There are no simsense interfaces or datajacks, so a hacker has to rely on fast keyboards and eye-motion laser scanners for quick input. But the speed of your interface makes no difference when you're competing against machines and Great Minds a trillion times faster in reflex and calculation than a human being. You just can't compete with an AI in real-time (something which always bothered me in other games), so a hacker mostly relies on cunning, patience, stolen/weaseled codes, paradox, human engineering, and powerful programs to invade computer systems. Infiltration is mostly a slow process that takes days or weeks, but reaps results within nanoseconds when that bank transfer to UBS is finally authorized.
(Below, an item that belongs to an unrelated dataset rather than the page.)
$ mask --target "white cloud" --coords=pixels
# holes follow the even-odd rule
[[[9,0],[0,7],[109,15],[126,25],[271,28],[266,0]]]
The basic components of cyberspace are as follows:

  • Domains - the basic global regions
  • Grids - the major city centres with the most traffic
  • Clusters - affiliated computer systems
  • Systems - independent computers
  • Nodes - specialized parts of a computer system

Which brings us down to the smallest parts, files. Here is the very detailed information about files , which is most useful to a GM. Files in most ways behave as they do today, except that they have many more 'attributes' (such as place of origin, modifications, and time stamps) and they are linked to untold numbers of other files.